NEW YORK — For some residents devastated by the flooding brought on by the remnants of Hurricane Ida, the city could have done more — both by sounding the alarm earlier, and by making infrastructure fixes over the years in known problem areas.


What You Need To Know

  • City Council will hold oversight hearing on preparation and response to Sept. 1 storm

  • At least four commissioners and eight city agencies in total expected to testify

  • Some critics say city could have done more to alert residents, fix infrastructure ahead of floods

  • Mayor de Blasio says city was victim of faulty weather forecasts

City officials concede they were caught off-guard, but, according to Mayor Bill de Blasio, that was because of inaccurate weather forecasts.

“I’ve looked carefully at what the projections were on Wednesday morning,” the mayor said last week. “They were not for the all-time greatest rainfall in our history.”

Now the City Council intends to get answers at an oversight hearing on Tuesday.

“Sort of doing a what-went-wrong, a post-mortem on what happened here, I think that’s important. But only if we learn from it,” said Brooklyn Councilman Justin Brannan, chair of the resiliency and waterfronts committee, who will be one of three Council members presiding over the hearing.
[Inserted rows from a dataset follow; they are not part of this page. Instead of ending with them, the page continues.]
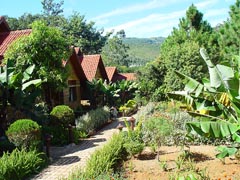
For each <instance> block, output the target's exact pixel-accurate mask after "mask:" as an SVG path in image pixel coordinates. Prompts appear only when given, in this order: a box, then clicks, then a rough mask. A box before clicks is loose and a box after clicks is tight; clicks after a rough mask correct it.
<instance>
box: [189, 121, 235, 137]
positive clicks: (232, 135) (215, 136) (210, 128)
mask: <svg viewBox="0 0 240 180" xmlns="http://www.w3.org/2000/svg"><path fill="white" fill-rule="evenodd" d="M186 126H187V129H188V131H189V133H190V132H192V131H195V132H197V133H198V134H199V135H202V136H207V137H213V138H224V137H228V136H232V137H233V138H235V140H237V141H238V140H240V138H239V137H238V134H237V132H238V131H239V130H240V126H239V125H238V124H233V123H229V122H227V121H204V122H188V123H186Z"/></svg>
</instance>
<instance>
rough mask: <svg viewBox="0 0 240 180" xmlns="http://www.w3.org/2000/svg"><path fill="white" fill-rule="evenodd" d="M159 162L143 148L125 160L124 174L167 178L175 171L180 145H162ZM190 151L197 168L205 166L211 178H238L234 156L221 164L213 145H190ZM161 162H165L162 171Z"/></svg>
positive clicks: (218, 178) (162, 168)
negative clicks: (199, 145) (208, 145)
mask: <svg viewBox="0 0 240 180" xmlns="http://www.w3.org/2000/svg"><path fill="white" fill-rule="evenodd" d="M159 152H160V156H159V157H160V162H158V160H157V156H156V155H155V154H154V153H152V152H151V150H150V149H149V148H148V149H145V150H144V151H143V152H142V153H141V155H139V157H135V158H132V159H130V160H129V161H127V162H125V164H124V166H125V169H126V176H127V178H128V179H130V180H168V179H169V176H170V175H171V174H173V173H174V172H176V171H177V166H176V162H175V161H176V160H177V157H178V156H179V155H180V154H181V153H182V151H181V148H180V147H174V146H171V147H169V146H164V147H161V148H160V151H159ZM190 152H191V154H192V156H191V157H192V159H193V160H194V164H195V165H196V168H198V169H200V170H201V169H204V168H206V172H207V173H208V175H209V176H210V179H211V180H240V164H239V163H238V161H237V160H236V159H234V157H230V158H229V157H228V158H226V159H225V164H223V163H222V162H221V161H220V160H219V159H217V158H215V155H216V154H217V151H216V147H214V146H203V145H202V146H191V147H190ZM161 162H166V165H167V166H166V167H167V168H166V170H165V171H164V170H163V168H162V166H161Z"/></svg>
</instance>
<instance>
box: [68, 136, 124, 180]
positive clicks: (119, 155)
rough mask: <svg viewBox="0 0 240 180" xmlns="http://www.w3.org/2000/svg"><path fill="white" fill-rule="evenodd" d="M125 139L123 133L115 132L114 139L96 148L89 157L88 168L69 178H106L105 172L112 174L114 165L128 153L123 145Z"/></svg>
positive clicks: (106, 173) (87, 162) (92, 178)
mask: <svg viewBox="0 0 240 180" xmlns="http://www.w3.org/2000/svg"><path fill="white" fill-rule="evenodd" d="M123 143H124V139H123V136H122V134H121V133H120V134H114V135H113V137H112V139H111V140H110V141H109V142H108V143H107V144H105V145H104V146H103V148H101V149H98V150H96V151H95V152H94V153H93V154H92V155H91V156H90V158H89V160H88V161H87V164H86V168H85V170H84V171H83V170H82V169H78V170H77V171H75V172H74V173H72V174H71V175H70V176H69V177H68V179H72V180H73V179H101V177H102V179H105V177H107V176H103V175H104V174H105V175H107V174H112V172H113V170H114V167H115V166H116V165H117V164H118V162H119V161H120V160H122V159H123V158H124V156H125V154H126V151H125V149H124V147H123Z"/></svg>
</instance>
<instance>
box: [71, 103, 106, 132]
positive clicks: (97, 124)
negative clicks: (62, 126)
mask: <svg viewBox="0 0 240 180" xmlns="http://www.w3.org/2000/svg"><path fill="white" fill-rule="evenodd" d="M109 118H110V109H109V108H108V107H107V106H104V107H101V108H97V109H95V110H91V111H89V112H87V113H86V114H84V115H82V116H80V117H78V118H77V119H76V120H75V123H76V127H77V129H79V130H81V131H85V132H87V133H89V132H90V131H92V130H96V129H99V128H100V127H101V126H102V125H104V124H106V123H107V121H108V119H109Z"/></svg>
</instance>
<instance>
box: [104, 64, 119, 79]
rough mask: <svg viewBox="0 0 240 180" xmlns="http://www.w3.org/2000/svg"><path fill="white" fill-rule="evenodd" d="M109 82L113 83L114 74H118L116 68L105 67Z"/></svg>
mask: <svg viewBox="0 0 240 180" xmlns="http://www.w3.org/2000/svg"><path fill="white" fill-rule="evenodd" d="M105 69H106V72H107V75H108V79H109V81H113V78H114V74H115V73H117V68H116V67H105Z"/></svg>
“Pointing fingers and saying, ‘You dropped the ball, this didn’t happen’ — that doesn’t actually fix anything.”

Brannan says the key is to have a plan moving forward. The mayor says the city needs help from the federal government to make tens of billions of dollars worth of infrastructure investments.

In the short term, de Blasio says the city will enact a more robust alert system, and possibly, travel bans and mandatory evacuations in advance of the next big storm.
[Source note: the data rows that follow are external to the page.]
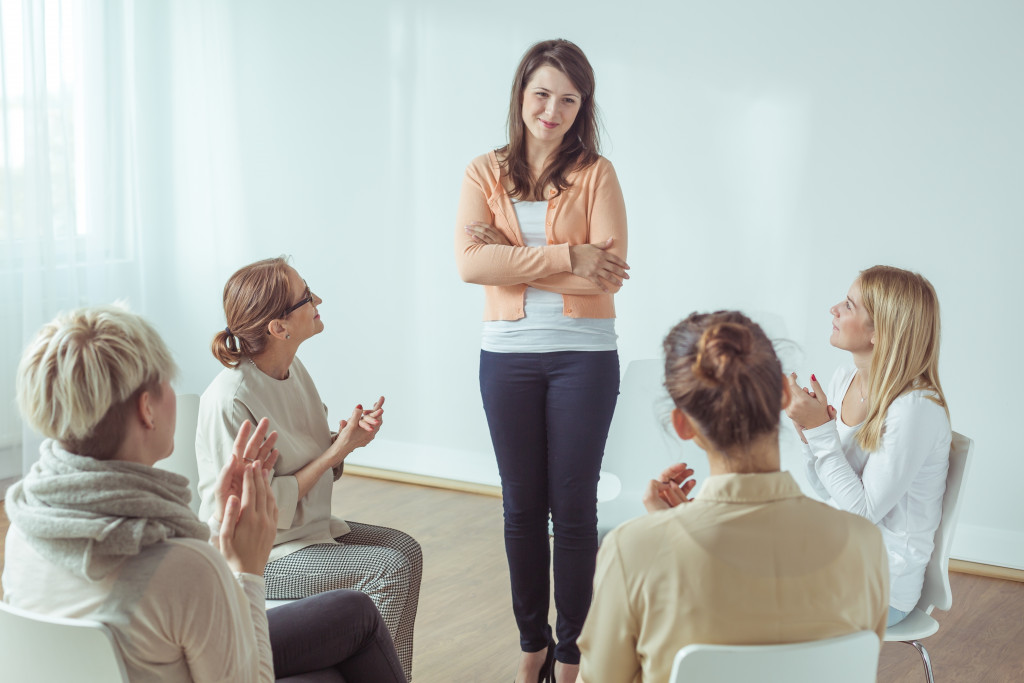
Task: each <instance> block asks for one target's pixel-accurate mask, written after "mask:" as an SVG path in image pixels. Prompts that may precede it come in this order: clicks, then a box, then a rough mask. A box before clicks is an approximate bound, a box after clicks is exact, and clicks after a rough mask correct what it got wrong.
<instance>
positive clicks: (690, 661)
mask: <svg viewBox="0 0 1024 683" xmlns="http://www.w3.org/2000/svg"><path fill="white" fill-rule="evenodd" d="M880 647H881V643H880V642H879V635H878V634H877V633H874V632H873V631H860V632H858V633H851V634H848V635H845V636H839V637H837V638H827V639H825V640H816V641H812V642H806V643H786V644H782V645H701V644H693V645H687V646H686V647H684V648H683V649H681V650H679V652H678V653H677V654H676V659H675V661H674V663H673V665H672V677H671V678H670V679H669V681H670V683H682V682H683V681H687V682H690V681H692V682H694V683H736V682H737V681H760V682H761V683H771V682H773V681H778V682H779V683H783V682H784V683H820V681H828V683H874V681H876V676H877V673H878V669H879V649H880Z"/></svg>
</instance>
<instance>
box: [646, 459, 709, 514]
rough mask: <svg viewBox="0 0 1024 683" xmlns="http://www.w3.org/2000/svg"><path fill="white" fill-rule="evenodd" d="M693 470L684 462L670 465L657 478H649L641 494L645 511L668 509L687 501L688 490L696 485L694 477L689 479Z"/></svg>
mask: <svg viewBox="0 0 1024 683" xmlns="http://www.w3.org/2000/svg"><path fill="white" fill-rule="evenodd" d="M692 476H693V470H691V469H690V468H689V466H688V465H687V464H686V463H677V464H675V465H670V466H669V468H668V469H666V470H665V471H664V472H662V474H660V476H659V477H658V479H651V480H650V483H648V484H647V489H646V490H645V492H644V494H643V506H644V507H645V508H647V512H657V511H658V510H668V509H669V508H674V507H676V506H677V505H682V504H683V503H689V502H690V500H692V499H690V498H689V495H690V492H692V490H693V487H694V486H695V485H696V483H697V482H696V479H691V478H690V477H692Z"/></svg>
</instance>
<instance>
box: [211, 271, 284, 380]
mask: <svg viewBox="0 0 1024 683" xmlns="http://www.w3.org/2000/svg"><path fill="white" fill-rule="evenodd" d="M290 294H291V293H290V292H289V283H288V258H287V257H285V256H279V257H278V258H268V259H264V260H262V261H256V262H255V263H250V264H249V265H246V266H243V267H241V268H239V269H238V270H237V271H236V272H234V274H233V275H231V276H230V278H229V279H228V280H227V284H226V285H224V317H225V318H226V319H227V329H225V330H221V331H220V332H218V333H217V334H215V335H214V336H213V342H212V343H211V344H210V350H212V351H213V356H214V357H215V358H217V360H220V362H221V365H223V366H224V367H226V368H234V367H236V366H238V365H239V364H240V362H241V361H242V360H243V359H244V358H246V357H247V356H253V355H256V354H257V353H260V352H261V351H262V350H263V349H264V348H266V337H267V326H268V325H269V324H270V322H271V321H274V319H276V318H279V317H281V313H282V311H284V310H285V309H286V308H288V305H289V296H290Z"/></svg>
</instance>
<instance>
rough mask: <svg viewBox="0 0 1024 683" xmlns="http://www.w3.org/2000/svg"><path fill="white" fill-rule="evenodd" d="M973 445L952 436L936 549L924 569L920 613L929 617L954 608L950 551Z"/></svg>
mask: <svg viewBox="0 0 1024 683" xmlns="http://www.w3.org/2000/svg"><path fill="white" fill-rule="evenodd" d="M973 452H974V441H973V440H971V439H970V438H968V437H967V436H964V435H963V434H958V433H956V432H953V439H952V442H951V443H950V444H949V471H948V472H947V473H946V493H945V494H943V495H942V519H941V520H940V521H939V528H937V529H936V530H935V549H934V550H932V557H931V559H930V560H928V566H926V567H925V585H924V586H923V587H922V590H921V599H920V600H919V601H918V609H920V610H922V611H924V612H925V613H926V614H931V613H932V608H933V607H938V608H939V609H943V610H946V609H949V608H950V607H951V606H952V604H953V594H952V591H951V590H950V588H949V549H950V548H951V547H952V544H953V531H955V530H956V518H957V517H958V516H959V502H961V492H962V490H963V487H964V479H965V477H966V476H967V470H968V467H969V466H970V461H971V454H972V453H973Z"/></svg>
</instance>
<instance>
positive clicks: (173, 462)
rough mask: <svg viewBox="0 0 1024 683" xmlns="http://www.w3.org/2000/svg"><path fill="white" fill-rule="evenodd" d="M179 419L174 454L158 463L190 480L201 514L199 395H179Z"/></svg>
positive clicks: (196, 503)
mask: <svg viewBox="0 0 1024 683" xmlns="http://www.w3.org/2000/svg"><path fill="white" fill-rule="evenodd" d="M177 399H178V411H177V418H176V419H175V422H174V453H172V454H171V457H170V458H165V459H164V460H161V461H160V462H158V463H157V467H159V468H161V469H165V470H169V471H171V472H174V473H176V474H180V475H181V476H183V477H185V478H186V479H188V482H189V484H190V485H189V486H188V488H189V490H191V495H193V498H191V502H190V503H189V504H188V505H189V507H190V508H191V509H193V512H195V513H197V514H198V513H199V464H198V463H197V462H196V428H197V427H198V425H199V394H196V393H179V394H178V396H177Z"/></svg>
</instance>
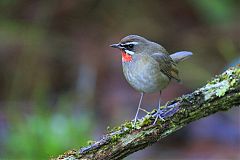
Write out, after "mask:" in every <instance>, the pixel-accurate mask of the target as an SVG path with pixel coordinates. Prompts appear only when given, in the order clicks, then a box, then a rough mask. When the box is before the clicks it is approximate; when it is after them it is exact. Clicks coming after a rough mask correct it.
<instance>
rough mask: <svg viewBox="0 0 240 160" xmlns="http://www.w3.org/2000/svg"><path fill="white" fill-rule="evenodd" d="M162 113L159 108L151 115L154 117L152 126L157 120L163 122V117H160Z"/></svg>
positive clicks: (154, 123) (160, 109) (161, 115)
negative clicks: (159, 120) (158, 120)
mask: <svg viewBox="0 0 240 160" xmlns="http://www.w3.org/2000/svg"><path fill="white" fill-rule="evenodd" d="M163 113H164V112H163V111H162V110H161V109H160V108H159V109H158V110H157V112H156V113H154V114H153V117H155V120H154V122H153V125H155V124H156V122H157V120H158V119H160V120H161V121H165V120H164V117H163V116H162V114H163Z"/></svg>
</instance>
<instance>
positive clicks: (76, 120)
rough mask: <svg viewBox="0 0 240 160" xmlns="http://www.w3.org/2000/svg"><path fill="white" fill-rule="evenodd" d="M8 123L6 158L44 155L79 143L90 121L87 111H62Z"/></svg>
mask: <svg viewBox="0 0 240 160" xmlns="http://www.w3.org/2000/svg"><path fill="white" fill-rule="evenodd" d="M15 123H16V122H13V124H12V123H10V124H9V125H14V128H10V129H9V132H10V134H9V135H7V137H6V138H7V139H8V141H7V142H6V147H7V148H6V150H4V152H3V153H2V154H3V155H2V156H3V157H2V158H6V159H15V158H16V157H18V159H46V158H49V157H54V156H55V157H56V156H57V155H58V154H59V153H61V152H63V151H65V150H69V149H72V148H76V149H77V148H79V146H81V145H82V146H83V145H87V143H86V142H87V140H89V139H90V135H89V133H90V130H89V126H90V124H91V123H90V122H89V117H87V115H85V116H80V117H79V118H76V117H73V116H71V115H69V116H66V115H64V114H62V113H54V114H52V115H42V114H35V115H34V114H33V115H30V116H28V117H27V118H26V119H25V120H24V121H20V122H19V123H17V124H15Z"/></svg>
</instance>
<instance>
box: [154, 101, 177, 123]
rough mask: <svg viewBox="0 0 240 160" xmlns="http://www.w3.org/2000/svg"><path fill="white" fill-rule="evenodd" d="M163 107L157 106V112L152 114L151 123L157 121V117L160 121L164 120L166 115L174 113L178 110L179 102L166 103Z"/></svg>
mask: <svg viewBox="0 0 240 160" xmlns="http://www.w3.org/2000/svg"><path fill="white" fill-rule="evenodd" d="M163 107H164V108H163V109H161V108H160V107H159V108H158V110H157V112H156V113H154V114H153V115H152V116H153V117H155V120H154V122H153V125H155V124H156V123H157V120H158V119H160V120H161V121H165V118H166V117H170V116H172V115H173V114H175V113H176V112H177V111H178V110H179V103H174V104H171V105H168V103H166V104H165V105H164V106H163Z"/></svg>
At least four of de Blasio’s agency commissioners are expected to testify Wednesday, along with representatives of four other city agencies and the state-run MTA, which was also overwhelmed by the storm.

“We need to acknowledge that the extreme weather that we’ve been warned about is here,” Brannan said. “It’s here now. We’re not being warned about it anymore. It’s here at our doorstep.”